Mack:Well, by using the original objects as our standard for apprentices. In educating apprentices, that’s one of the most difficult things to do. How do you impart to someone what your expectations are? And for us it’s easy – you just point to the original objects and say, “Your things are supposed to end up looking like this when they’re successful.”

Lloyd:Do you use pictures, or real things if you can?

Mack:Well the best is to have the physical object in the shop, and [Colonial Williamsburg’s] collections is very generous with bringing in antiques. We will have them sitting on the floor beside us, and be able to answer questions immediately.

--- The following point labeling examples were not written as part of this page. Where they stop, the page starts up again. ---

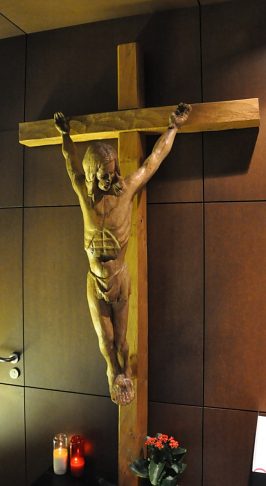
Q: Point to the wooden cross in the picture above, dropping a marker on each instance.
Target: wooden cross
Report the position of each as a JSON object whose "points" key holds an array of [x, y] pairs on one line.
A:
{"points": [[126, 125]]}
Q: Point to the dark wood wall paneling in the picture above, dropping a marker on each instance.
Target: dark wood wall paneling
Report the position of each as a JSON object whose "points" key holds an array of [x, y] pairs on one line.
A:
{"points": [[12, 432], [74, 70], [234, 66]]}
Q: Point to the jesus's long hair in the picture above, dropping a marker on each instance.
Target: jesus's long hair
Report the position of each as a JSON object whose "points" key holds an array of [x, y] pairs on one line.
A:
{"points": [[97, 154]]}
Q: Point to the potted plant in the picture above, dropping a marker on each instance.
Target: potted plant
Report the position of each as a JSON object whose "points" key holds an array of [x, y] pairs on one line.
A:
{"points": [[163, 463]]}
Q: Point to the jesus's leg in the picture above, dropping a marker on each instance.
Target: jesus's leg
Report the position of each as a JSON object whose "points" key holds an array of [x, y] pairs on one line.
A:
{"points": [[101, 318], [123, 383]]}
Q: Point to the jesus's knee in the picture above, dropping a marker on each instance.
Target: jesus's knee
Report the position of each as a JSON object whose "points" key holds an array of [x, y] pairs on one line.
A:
{"points": [[106, 344], [122, 346]]}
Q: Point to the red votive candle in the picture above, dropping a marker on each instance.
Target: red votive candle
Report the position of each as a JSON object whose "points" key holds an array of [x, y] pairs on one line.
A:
{"points": [[77, 464], [77, 461]]}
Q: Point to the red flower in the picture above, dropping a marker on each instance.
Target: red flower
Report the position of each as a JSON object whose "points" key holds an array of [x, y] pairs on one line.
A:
{"points": [[163, 438], [173, 444], [151, 441]]}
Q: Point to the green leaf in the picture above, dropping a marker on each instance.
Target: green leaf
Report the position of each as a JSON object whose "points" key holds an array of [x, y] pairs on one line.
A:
{"points": [[155, 472], [169, 481], [182, 468], [176, 467], [140, 468]]}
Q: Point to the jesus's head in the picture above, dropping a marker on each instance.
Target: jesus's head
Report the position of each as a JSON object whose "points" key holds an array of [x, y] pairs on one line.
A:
{"points": [[101, 168]]}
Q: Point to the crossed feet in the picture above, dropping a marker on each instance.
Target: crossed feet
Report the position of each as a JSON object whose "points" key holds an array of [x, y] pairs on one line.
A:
{"points": [[122, 390]]}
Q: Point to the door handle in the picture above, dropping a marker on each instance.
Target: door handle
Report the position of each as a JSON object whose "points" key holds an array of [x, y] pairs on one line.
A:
{"points": [[13, 358]]}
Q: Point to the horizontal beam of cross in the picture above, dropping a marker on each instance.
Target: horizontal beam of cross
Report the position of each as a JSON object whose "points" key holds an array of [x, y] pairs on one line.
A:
{"points": [[222, 115]]}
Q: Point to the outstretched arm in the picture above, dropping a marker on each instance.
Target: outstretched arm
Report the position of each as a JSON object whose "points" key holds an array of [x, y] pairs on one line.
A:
{"points": [[73, 164], [161, 148]]}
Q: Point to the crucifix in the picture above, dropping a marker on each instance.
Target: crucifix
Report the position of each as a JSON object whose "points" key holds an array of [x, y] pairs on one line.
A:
{"points": [[127, 125]]}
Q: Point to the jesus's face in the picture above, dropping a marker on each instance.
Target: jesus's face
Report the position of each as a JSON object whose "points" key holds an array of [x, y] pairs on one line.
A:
{"points": [[105, 175]]}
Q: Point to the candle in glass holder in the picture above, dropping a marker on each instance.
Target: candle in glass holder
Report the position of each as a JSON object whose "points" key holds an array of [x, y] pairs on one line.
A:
{"points": [[77, 461], [60, 454], [77, 464]]}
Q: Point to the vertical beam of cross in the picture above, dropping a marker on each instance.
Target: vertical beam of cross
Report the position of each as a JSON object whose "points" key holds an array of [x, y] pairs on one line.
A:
{"points": [[133, 417]]}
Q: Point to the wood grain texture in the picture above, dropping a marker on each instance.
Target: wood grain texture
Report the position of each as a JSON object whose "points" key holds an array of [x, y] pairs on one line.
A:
{"points": [[131, 92], [235, 308], [221, 115], [133, 417], [228, 446], [12, 435]]}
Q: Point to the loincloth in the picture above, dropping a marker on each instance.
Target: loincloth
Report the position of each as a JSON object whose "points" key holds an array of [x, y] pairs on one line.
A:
{"points": [[113, 289]]}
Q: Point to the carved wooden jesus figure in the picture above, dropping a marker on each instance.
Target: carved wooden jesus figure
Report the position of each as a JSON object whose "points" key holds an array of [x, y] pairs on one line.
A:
{"points": [[106, 203]]}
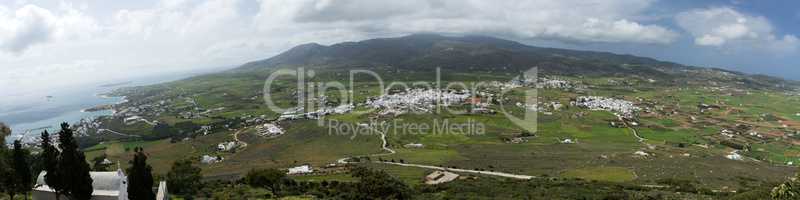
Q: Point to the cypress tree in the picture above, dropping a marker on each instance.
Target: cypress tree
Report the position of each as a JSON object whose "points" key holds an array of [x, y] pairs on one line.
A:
{"points": [[7, 183], [23, 182], [72, 167], [140, 177], [49, 160]]}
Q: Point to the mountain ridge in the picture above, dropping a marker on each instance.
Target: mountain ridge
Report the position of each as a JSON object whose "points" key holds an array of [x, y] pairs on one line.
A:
{"points": [[428, 51]]}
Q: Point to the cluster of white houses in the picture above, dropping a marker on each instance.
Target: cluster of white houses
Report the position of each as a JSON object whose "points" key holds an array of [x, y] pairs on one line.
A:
{"points": [[618, 106], [418, 100], [269, 130], [298, 113]]}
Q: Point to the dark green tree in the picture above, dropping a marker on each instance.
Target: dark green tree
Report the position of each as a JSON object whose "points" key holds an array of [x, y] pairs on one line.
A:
{"points": [[7, 174], [787, 190], [183, 178], [23, 182], [73, 169], [140, 177], [98, 165], [266, 178], [49, 161]]}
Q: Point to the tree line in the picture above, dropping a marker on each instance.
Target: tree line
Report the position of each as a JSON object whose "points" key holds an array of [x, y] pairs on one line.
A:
{"points": [[64, 167]]}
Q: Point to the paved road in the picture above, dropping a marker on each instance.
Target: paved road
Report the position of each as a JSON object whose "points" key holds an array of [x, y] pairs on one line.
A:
{"points": [[502, 174], [118, 133], [385, 147]]}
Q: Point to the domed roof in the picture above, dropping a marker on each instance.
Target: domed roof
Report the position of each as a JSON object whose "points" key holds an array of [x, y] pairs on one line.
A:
{"points": [[110, 181]]}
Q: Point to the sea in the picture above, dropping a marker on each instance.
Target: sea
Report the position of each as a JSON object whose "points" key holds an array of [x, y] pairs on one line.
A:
{"points": [[46, 111]]}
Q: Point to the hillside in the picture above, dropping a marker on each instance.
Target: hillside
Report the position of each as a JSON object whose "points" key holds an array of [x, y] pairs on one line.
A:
{"points": [[424, 52]]}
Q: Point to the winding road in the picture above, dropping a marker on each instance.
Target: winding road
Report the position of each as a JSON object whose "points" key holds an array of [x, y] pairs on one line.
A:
{"points": [[236, 138], [385, 147], [118, 133]]}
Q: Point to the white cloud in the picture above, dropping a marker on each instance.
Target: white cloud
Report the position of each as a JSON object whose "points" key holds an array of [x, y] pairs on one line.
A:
{"points": [[30, 25], [724, 26], [578, 21]]}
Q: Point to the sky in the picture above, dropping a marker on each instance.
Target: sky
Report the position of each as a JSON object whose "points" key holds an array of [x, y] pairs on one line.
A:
{"points": [[48, 44]]}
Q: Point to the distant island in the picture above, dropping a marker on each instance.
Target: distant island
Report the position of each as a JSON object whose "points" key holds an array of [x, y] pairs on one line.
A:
{"points": [[116, 84]]}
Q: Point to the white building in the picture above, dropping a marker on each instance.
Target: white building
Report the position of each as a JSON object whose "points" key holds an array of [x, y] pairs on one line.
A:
{"points": [[302, 169], [106, 185]]}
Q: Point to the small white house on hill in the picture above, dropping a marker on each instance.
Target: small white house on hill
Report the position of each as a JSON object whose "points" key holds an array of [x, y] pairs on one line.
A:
{"points": [[106, 185]]}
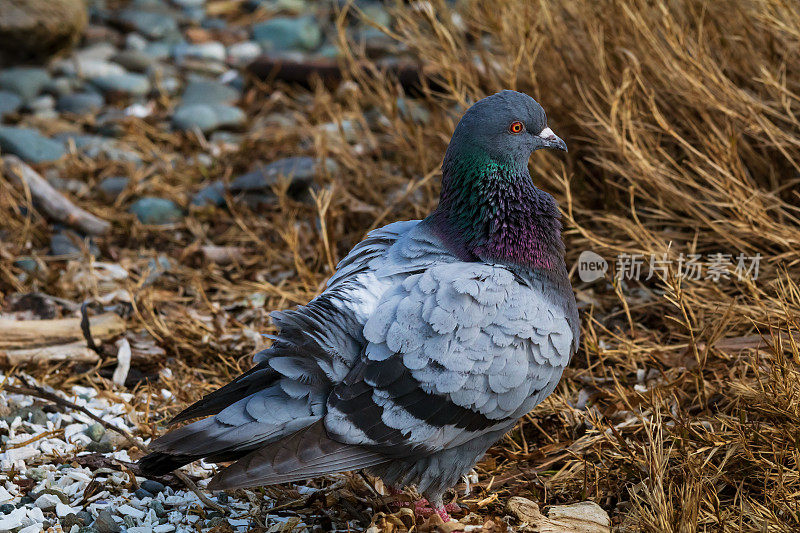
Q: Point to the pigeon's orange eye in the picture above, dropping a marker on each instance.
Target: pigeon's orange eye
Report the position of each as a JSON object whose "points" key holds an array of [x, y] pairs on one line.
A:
{"points": [[516, 127]]}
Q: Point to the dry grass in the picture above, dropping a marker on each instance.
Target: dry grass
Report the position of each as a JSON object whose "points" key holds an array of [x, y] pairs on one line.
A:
{"points": [[683, 134]]}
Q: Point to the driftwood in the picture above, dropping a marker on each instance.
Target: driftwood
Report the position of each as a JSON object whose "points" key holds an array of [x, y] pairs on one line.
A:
{"points": [[76, 352], [25, 334], [52, 202]]}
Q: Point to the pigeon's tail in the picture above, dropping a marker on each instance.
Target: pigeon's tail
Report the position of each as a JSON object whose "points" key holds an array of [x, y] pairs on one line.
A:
{"points": [[302, 455], [159, 464]]}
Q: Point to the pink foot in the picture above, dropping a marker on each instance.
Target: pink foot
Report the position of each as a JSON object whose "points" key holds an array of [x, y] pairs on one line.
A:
{"points": [[423, 509]]}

Lloyd:  After you get – you brought up apprentices, let me keep going with that – how long does it take, and how much do they have to learn, and how difficult is it?

Mack:Well, the 18th-century training period is stipulated as seven years back in England. We got a real shortage of workmen in the colonies in the 18th century, so they let guardians and apprentices and masters negotiate whatever they think is fair between them. And that could be five years, that’s not an unusual period. It’s running – our training system today – is running about the same in time.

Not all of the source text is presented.